Monday, February 12, 2007

Harvard Gets With It

You may already know that Harvard smartened up and followed Larry Summer's controversial tenure with a female selection for President of the storied institution. Faust (ironic name aside) may be a good choice. Of course, leading such academic institutions is a lot like herding cats with giant egos. Thus, the jury is out.

The selection of the first female president at Harvard is merely interesting only in that there hasn't been one. Women have been leading institutions of higher education for a great long while. That it can be done is not the question. As to why it took so long for an institution that suggests it's on the cutting edge of scientific and social knowledge generation to come around may be a better question. After all, Harvard was founded in 1634. That's a long wait.

Even so, if you can't successfully lead an institution with the largest endowment on the planet, with a stable of overly pedigreed faculty, what does that say about a person? Larry Summers really screwed the pooch, but without him, there may not have been room at the top for Faust. I think she is going to do a fine job.

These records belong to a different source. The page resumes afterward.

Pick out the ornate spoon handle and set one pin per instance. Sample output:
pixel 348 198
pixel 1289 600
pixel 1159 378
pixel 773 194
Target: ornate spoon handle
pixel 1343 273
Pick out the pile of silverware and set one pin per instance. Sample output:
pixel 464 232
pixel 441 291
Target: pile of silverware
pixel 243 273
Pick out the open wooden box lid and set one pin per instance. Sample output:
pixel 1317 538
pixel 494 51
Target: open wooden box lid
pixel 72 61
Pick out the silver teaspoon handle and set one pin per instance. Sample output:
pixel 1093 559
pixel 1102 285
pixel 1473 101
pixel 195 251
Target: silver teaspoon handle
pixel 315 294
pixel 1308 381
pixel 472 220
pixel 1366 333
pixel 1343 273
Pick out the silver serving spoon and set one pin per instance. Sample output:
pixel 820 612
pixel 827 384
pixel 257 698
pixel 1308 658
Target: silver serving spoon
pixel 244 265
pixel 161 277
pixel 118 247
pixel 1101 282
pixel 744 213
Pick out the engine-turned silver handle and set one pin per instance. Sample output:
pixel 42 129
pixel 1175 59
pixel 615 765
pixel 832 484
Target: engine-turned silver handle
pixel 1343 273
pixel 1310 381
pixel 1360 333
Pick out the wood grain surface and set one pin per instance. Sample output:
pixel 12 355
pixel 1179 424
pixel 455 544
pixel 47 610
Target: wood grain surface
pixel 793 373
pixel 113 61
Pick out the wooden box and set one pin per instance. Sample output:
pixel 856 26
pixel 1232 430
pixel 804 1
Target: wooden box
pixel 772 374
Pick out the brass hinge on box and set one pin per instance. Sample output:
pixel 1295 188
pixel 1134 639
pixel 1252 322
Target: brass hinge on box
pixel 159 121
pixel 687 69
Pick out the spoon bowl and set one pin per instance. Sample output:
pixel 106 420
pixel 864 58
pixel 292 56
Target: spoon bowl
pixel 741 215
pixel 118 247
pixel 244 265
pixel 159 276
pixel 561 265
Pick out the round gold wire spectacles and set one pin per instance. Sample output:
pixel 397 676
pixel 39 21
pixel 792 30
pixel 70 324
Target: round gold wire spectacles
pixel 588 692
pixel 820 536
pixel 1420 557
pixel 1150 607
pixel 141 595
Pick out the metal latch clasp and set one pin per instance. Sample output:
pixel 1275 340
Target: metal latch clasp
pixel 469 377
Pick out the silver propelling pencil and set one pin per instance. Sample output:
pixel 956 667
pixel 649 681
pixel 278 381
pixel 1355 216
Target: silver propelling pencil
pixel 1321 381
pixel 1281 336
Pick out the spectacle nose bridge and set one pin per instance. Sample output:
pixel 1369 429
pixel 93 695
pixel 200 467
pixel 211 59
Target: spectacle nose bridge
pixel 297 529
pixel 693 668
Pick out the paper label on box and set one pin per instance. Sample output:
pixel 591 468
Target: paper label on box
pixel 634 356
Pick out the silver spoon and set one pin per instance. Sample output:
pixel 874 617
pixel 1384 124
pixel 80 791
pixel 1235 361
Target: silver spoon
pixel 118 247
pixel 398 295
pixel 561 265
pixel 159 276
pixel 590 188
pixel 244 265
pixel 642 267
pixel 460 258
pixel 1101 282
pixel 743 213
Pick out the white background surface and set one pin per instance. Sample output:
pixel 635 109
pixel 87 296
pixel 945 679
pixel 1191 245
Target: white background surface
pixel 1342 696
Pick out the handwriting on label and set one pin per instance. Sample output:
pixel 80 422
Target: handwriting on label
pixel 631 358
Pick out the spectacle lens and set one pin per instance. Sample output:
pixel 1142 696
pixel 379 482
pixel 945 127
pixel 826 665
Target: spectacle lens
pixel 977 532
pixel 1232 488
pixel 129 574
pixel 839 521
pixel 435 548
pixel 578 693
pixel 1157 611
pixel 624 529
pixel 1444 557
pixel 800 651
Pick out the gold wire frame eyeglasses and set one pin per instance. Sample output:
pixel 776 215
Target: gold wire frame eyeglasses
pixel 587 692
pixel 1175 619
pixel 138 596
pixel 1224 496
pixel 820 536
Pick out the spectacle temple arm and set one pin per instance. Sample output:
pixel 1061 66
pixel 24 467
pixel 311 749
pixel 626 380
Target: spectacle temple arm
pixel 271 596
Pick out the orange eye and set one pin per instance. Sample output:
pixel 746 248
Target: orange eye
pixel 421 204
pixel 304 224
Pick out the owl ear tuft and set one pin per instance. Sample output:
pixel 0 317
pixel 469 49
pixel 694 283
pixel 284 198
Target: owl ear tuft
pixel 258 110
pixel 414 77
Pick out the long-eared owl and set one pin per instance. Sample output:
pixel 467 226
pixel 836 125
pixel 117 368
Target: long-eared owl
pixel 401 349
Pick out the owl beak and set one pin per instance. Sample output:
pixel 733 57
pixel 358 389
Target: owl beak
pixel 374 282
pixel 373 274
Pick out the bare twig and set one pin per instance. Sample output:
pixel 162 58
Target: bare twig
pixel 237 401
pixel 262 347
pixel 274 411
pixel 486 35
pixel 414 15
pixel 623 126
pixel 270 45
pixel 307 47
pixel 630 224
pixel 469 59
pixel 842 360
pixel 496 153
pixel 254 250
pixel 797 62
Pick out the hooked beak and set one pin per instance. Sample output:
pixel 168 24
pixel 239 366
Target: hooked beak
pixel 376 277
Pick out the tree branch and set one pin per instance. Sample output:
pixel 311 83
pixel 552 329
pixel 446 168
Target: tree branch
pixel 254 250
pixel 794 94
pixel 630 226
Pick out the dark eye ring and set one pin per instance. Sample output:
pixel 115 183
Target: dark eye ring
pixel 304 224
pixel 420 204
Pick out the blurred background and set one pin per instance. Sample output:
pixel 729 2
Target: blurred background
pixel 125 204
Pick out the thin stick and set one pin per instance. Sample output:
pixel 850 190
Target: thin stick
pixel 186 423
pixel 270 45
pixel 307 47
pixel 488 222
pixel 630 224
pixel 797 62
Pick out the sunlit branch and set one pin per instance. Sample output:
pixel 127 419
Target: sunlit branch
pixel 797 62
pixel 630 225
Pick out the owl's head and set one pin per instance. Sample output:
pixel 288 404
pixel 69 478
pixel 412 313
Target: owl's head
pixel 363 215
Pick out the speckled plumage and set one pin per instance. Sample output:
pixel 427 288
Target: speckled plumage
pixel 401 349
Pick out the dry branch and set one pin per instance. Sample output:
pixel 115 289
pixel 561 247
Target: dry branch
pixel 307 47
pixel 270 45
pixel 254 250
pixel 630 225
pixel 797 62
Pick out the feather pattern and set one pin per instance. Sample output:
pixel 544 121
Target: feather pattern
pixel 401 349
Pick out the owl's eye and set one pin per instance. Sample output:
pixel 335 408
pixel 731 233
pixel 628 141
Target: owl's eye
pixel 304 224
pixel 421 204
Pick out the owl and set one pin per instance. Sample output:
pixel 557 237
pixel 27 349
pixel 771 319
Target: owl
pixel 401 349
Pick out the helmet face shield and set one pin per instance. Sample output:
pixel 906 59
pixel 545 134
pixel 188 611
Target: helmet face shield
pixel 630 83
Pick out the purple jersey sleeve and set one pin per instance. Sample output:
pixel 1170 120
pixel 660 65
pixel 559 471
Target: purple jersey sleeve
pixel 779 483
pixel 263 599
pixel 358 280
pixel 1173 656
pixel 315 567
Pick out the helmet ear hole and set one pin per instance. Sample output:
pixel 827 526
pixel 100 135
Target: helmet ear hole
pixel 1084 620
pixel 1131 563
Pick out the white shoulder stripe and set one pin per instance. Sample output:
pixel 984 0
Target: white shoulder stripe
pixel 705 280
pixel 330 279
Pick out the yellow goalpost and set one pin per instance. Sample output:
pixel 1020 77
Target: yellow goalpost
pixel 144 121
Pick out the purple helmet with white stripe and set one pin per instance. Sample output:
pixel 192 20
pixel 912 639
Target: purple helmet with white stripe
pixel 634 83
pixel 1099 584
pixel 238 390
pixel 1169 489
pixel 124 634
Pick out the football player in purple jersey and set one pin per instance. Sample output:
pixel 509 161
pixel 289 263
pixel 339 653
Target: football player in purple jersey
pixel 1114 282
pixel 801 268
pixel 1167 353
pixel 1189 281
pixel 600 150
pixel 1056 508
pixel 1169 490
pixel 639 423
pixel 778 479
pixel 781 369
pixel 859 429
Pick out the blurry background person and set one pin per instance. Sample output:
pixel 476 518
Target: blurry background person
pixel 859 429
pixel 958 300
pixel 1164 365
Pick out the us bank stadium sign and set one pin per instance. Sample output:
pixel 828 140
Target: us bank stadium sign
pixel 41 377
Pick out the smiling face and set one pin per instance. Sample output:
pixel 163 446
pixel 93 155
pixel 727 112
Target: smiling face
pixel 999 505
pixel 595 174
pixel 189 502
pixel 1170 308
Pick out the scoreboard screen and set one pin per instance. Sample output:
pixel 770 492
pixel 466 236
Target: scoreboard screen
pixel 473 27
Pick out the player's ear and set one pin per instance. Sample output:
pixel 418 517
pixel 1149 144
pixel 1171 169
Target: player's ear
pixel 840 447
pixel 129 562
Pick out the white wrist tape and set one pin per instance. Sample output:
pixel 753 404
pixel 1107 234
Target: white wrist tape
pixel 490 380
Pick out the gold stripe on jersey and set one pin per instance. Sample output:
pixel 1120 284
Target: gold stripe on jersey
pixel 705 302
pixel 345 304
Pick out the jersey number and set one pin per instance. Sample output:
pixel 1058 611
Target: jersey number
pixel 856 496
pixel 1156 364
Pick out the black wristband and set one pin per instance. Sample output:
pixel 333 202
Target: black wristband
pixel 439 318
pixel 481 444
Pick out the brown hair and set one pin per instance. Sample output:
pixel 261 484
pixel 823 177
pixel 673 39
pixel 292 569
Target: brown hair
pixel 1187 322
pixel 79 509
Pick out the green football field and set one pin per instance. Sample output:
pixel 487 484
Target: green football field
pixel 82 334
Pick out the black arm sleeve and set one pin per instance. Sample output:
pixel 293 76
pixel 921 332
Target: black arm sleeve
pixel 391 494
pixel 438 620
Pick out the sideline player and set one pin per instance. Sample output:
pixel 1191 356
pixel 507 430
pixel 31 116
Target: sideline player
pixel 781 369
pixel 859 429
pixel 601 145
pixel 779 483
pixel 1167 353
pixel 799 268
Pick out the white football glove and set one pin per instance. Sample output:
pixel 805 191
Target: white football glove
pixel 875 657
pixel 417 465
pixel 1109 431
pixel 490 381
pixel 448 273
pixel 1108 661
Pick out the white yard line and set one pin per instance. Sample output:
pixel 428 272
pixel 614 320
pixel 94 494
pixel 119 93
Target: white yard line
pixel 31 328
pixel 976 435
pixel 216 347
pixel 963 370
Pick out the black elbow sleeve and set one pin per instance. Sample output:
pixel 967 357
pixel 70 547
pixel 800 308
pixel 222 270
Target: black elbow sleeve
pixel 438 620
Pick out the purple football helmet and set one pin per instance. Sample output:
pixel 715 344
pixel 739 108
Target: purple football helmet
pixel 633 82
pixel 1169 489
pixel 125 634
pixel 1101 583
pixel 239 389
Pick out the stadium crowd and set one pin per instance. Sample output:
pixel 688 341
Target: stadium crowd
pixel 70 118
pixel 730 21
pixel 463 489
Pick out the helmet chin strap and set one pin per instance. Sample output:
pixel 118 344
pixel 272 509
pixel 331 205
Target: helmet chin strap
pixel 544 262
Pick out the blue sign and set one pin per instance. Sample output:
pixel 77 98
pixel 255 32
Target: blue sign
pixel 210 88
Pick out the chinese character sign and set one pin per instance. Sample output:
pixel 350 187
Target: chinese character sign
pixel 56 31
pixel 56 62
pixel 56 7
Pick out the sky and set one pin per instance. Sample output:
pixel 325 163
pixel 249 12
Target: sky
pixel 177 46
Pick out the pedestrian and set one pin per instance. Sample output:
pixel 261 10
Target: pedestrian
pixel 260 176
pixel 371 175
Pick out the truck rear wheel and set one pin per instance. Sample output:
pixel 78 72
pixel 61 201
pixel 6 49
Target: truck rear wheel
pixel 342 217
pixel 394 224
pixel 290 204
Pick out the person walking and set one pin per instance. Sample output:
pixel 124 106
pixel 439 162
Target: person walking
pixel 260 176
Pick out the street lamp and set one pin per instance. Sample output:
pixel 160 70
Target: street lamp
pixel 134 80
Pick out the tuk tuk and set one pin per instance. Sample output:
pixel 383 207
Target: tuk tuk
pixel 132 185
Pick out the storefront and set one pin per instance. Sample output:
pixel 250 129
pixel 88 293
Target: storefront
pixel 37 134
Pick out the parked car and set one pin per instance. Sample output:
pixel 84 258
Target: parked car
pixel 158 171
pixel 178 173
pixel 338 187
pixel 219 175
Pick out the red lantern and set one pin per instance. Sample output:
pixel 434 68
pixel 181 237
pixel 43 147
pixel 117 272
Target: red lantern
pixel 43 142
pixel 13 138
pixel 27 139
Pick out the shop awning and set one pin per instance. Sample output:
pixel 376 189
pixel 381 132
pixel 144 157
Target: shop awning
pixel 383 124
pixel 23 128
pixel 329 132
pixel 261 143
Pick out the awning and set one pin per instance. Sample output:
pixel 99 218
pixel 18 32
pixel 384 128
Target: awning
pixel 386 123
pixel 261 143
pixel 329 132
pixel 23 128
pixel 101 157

A more reasonable question might be to ask her, not if she will be up to the task, but why it is that a Harvard education is only offered to a small slice of the privileged few? With many billions in the foundation coffers, they could afford to broaden the delivery to reach a bigger audience. Might we not all benefit from better access to a Harvard degree?

3 comments:

Anonymous said...


Undergrad, presumably

''Might we not all benefit from better access to a Harvard degree?''

Did you have a particular Yalie in mind?

isabelita said...

The little article about her at least gave me some hope she's not a neocon crone like Laura Bush, Lynne Cheney or Condi Rice, or any of the many nasty hags in the current administration. Just having a woman doesn't ensure improvement, if they're of the Margaret Thatcher ilk.
Oh, screw Harvard. It's still largely for rich spoiled brats.

Anonymous said...

So is Yale. There's a good reason the C.I.A. has consistently used Yale as a fertile recruiting ground. Its alumni are right up their alley, spoiled rich kids all too willing to join the world's foremost terrorist organization that is the handmaiden of American big business interests worldwide, to "make the (third) world safe for capitalist exploitation". They sicken me. The C.I.A. needs to be abolished NOW and replaced with a genuine intelligence-gathering and -analyzing organ. Over the years in that role they've failed miserably, being caught flat-footed by basically every major international surprise, however as a terrorist organization they have been a smashing success. John Kennedy wanted to do just that, "break the C.I.A. into a million pieces" and take foreign covert operations away from them when he was reelected in 1964. "Coincidentally" he never got the chance to do that because he got assassinated before he ever got the chance to run in '64. So the C.I.A. remained intact, the Vietnam war that Kennedy wanted to end got escalated, meaning the C.I.A. got to continue its outlandishly profitable heroin exporting business it was running out of Vietnam, and the big fat profit margins of "defense" contractors like Hughes Helicopters and Bell Helicopters were also insured. A coincidence it was not. Neither was it a coincidence that all the other political assassinations of the 1960s ALSO served the interests of the right wing. Robert Kennedy, Malcolm X, Dr. Martin Luther King Jr., even the attempted assassination of George Wallace that ended up with him being crippled, as it removed Wallace from the '68 presidential race, removing the possibility he could pull a Nader and suck votes away from Nixon. But that's a different story.